It's Not About Minyan
“I’ve lived in my village for many years, unable to daven with a minyan,” cried a villager to the holy Reb Meir of Premishlan, whose yahrtzeit is Iyar 29. “Please, can the Rebbe bless me that I should merit to move to the big city?!” Reb Meir replied with a story: The souls of a rov, shochet, and villager came to the heavenly court. The court reviewed the rov’s life—his learning, teaching, and halachic rulings. All were impeccable. “What about the children from poor homes?” they asked. “Did you do everything in your power to ensure they received a Jewish education?” Silence. The rov was escorted through a door to the left. Next came the shochet. He was found to be a yirei shomayim. He performed his work honestly and to the highest kosher standards. But then came another question: “What did you do for widows, orphans, and the poor? Did you offer them discounts for Shabbos and yom tov?” He, too, was escorted through the left door. Now it was the villager’s turn. Without hesitation, he headed straight for the same door. Was he any better than these two men?!

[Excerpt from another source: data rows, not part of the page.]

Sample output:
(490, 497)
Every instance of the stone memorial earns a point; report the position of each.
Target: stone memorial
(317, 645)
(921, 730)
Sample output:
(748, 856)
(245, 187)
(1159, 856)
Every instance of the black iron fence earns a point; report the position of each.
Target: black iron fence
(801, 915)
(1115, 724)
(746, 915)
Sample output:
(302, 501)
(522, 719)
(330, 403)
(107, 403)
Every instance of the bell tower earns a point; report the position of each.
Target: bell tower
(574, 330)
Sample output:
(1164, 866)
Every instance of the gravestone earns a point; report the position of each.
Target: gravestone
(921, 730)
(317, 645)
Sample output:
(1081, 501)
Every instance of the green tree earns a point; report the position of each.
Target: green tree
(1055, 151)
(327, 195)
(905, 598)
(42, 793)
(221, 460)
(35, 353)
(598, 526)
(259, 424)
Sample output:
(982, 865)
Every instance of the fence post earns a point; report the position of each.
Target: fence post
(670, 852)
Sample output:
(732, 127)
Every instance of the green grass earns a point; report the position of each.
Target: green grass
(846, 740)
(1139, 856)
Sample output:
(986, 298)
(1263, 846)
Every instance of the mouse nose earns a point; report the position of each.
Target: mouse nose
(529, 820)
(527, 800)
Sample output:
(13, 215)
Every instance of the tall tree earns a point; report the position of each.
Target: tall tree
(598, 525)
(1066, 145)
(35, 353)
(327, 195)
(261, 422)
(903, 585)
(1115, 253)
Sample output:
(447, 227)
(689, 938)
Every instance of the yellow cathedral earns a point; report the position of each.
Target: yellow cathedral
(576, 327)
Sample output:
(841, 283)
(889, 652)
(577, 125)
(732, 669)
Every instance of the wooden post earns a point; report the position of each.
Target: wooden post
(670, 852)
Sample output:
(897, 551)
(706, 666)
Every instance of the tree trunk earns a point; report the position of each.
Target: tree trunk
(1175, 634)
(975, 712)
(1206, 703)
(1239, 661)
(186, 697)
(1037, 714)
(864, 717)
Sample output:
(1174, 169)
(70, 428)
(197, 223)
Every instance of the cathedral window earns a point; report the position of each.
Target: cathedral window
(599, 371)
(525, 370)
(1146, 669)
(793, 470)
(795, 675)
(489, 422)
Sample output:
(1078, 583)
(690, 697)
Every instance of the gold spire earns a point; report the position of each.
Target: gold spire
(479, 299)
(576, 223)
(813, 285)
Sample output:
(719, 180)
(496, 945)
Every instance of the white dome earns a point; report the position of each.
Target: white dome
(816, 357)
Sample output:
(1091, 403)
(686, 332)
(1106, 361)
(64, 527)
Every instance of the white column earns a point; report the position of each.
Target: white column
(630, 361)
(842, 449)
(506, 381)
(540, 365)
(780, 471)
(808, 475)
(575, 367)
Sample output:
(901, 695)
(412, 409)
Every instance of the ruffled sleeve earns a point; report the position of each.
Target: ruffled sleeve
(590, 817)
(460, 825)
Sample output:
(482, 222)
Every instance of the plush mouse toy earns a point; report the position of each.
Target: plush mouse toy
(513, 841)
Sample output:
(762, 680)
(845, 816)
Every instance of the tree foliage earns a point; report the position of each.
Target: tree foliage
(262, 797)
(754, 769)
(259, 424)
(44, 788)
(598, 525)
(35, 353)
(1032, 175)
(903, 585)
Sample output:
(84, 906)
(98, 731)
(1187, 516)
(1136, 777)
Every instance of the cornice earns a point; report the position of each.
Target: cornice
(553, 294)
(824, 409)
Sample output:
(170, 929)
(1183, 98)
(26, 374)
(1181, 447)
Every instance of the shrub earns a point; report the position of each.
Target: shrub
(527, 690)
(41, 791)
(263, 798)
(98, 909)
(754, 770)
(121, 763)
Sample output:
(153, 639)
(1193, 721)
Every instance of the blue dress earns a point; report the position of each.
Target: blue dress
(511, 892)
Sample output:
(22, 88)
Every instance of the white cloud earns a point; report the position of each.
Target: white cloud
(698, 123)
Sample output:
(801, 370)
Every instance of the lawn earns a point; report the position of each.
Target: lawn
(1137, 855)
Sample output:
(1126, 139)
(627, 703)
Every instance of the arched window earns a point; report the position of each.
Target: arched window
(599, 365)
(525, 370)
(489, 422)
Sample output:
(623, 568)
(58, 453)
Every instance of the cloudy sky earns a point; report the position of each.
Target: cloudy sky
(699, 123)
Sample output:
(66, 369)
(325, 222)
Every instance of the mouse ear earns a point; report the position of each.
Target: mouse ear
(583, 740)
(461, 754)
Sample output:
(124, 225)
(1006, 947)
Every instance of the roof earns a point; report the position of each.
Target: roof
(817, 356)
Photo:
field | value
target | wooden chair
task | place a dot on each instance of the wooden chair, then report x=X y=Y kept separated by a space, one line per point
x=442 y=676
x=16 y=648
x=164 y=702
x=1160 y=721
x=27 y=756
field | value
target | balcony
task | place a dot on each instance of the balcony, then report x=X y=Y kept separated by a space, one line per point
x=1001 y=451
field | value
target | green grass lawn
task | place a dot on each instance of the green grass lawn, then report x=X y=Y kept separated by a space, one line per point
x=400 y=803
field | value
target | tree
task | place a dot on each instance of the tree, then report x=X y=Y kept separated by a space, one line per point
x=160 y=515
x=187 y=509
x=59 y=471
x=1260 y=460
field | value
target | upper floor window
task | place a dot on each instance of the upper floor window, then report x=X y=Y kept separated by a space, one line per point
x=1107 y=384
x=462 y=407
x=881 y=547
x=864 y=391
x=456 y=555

“Come back!” he was ordered. “But I know I didn’t learn as much Torah as I should have,” the villager protested. “And I was only able to daven with a minyan twice a year when I traveled to the city.” “What about the many Jewish travelers who passed through your village? Did you engage with them at all?” the court inquired. It became clear that the simple villager had been an outstanding host and inspiration to so many Jews throughout his life. He was escorted through a door to the right.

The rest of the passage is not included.